A unique stage production aimed at introducing theatre arts to young people in Cree communities in northern Quebec wrapped up its month-long tour Tuesday with a final performance in Oujé-Bougoumou, Que.

Mind's Eye, based on a book by Emily Masty and Susan Marshall, explores some of the legends told to generations of James Bay Cree by their elders.

'I'm proud to be Cree after seeing that.' - Cynthia Taylor

The play was staged and performed mostly by Crees, many of whom had never before been involved in a theatrical production. 

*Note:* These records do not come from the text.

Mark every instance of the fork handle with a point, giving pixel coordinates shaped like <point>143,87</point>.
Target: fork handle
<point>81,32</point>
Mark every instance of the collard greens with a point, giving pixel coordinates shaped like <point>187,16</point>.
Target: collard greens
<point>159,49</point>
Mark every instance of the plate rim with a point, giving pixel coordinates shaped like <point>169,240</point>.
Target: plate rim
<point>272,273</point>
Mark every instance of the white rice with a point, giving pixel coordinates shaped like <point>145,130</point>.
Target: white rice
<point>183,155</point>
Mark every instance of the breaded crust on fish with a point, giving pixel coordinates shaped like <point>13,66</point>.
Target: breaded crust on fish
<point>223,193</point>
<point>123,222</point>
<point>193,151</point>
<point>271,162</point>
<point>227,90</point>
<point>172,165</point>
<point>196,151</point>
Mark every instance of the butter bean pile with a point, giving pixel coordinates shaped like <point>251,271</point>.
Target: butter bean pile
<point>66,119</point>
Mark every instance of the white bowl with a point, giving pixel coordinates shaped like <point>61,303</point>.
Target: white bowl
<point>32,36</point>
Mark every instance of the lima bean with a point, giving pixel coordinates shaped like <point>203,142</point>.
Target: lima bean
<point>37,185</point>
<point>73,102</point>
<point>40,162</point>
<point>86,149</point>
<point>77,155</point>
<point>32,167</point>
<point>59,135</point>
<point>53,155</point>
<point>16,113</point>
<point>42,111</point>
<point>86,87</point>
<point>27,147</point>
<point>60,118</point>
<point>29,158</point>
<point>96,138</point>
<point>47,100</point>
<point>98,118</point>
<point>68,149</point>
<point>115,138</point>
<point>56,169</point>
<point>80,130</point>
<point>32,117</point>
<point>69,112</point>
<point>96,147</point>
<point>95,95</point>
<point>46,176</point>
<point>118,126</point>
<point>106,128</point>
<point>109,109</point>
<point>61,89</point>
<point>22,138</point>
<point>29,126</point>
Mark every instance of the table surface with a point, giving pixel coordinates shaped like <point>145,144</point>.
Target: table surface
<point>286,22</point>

Dianne Reid, president of the Aanischaaukamikw Cree Cultural Institute in Oujé-Bougougmou, the group behind the Mind's Eye project, got to read the first manuscripts, and said right from the beginning she was transported by the stories.

"For me it was like a journey, the vision of the old stories, of the legends," she said.

"It was like I was reliving a force within me as I was reading each chapter. The spirit vision in any form, in any medium, it will be part of the legacy that we can give to our youth."

One of the goals of the project was to introduce theatre arts to young Crees, most of whom had never seen a play, much less performed in one.

It took a year of work, a gruelling travel schedule and a budget of about $300,000.

Shirley Cheechoo, a Cree filmmaker based in Ontario who's originally from Eastmain in northern Quebec, was brought in to direct the play.

She brought with her several First Nations actors from Ontario and southern Quebec, to mentor the newbies in the cast.

Pakesso Mukash, a musician and host of CBC's Cree television show, Maamuitaau, had a voice role in the play.
He remembers how tough some of the early rehearsals were. 

Redfern Mianscum

Redfern Mianscum from Oujé-Bougougmou, Que., played the elderly narrator who ties the stories together in the play Mind's Eye, which explores some of the legends told to generations of James Bay Cree by their elders. (Jaime Little/CBC)

"I was like, 'How are they going to pull this off?' And seeing it today, it was the grand finale. They nailed it," he said.

"These kids that I saw struggling at the beginning, making sure they had their lines and putting out the confidence it took to deliver them, it was amazing.

"There were a couple of times I had to hold back tears. I was getting emotional at the delivery of this piece and the stories that were being brought to life. You know, we hear legends, but when they're performed it's something else."

In each community, the team performed the play twice: once for students, and again for the general public.

Redfern Mianscum from Oujé-Bougougmou played the elderly narrator who ties the stories together. He said reaction to the play has been overwhelmingly positive.

"A lot of elders came up to me and said 'We heard these stories before' and it brought back memories from their childhood," Mianscum said.

"And the children, we thought they'd be running around, being loud and distracted while we were playing. But in every community we went, as soon as the play started all the children went silent and focused on the play. And that was amazing to me."

For some though, these legends — including stories of a hunter marrying a caribou, and ceremonies to contact the spirits — created a certain discomfort.

Many Crees are Pentecostal and some decided not to attend the performance because of their beliefs.

"We've heard some discussions that were stimulated by the play, between people who consider themselves fundamentalist Christians and other people who have a stronger allegiance to the old stories," said Stephen Inglis, executive director of the Aanischaaukamikw Cree Cultural Institute in Oujé-Bougougmou.

'It brings a sense of identity.' - Redfern Mianscum

"What we've seen is that the respect for the traditions and the wisdom of the elders is quite uniform and very strong. But it touches on people's values and people's visions of themselves. And I think that's what the arts do."

Actor Redfern Mianscum said it was time for a play such as this one to bring to life the teachings of the elders.

"It brings back an understanding of how life was back then, and it brings a sense of identity, I guess. We are going through an identity crisis, we're struggling. And to do a play, it makes people realize how important it is to live by our values, our culture, basically bring back the teachings."

There are no immediate plans to tour the play outside of Cree territory. However, there has been talk of bringing it to some of the southern cities with sizable James Bay Cree populations, such as Montreal and Ottawa, to offer those who live far from their ancestral homeland a way to connect with the culture.

Cynthia Taylor, who has lived most of her life outside of Eeyou Istchee, travelled from Montreal to Oujé-Bougoumou for the final performance.

"As a Cree myself, not knowing much about our ancestral traditions, it really hit home and there were certain parts, especially at the end, going into the shaking tent, where I could just picture my ancestors," she said.

"It just felt real, and it really got me. I'm proud to be Cree after seeing that."

The final performance was livestreamed by Nûkun Media and is available to view online.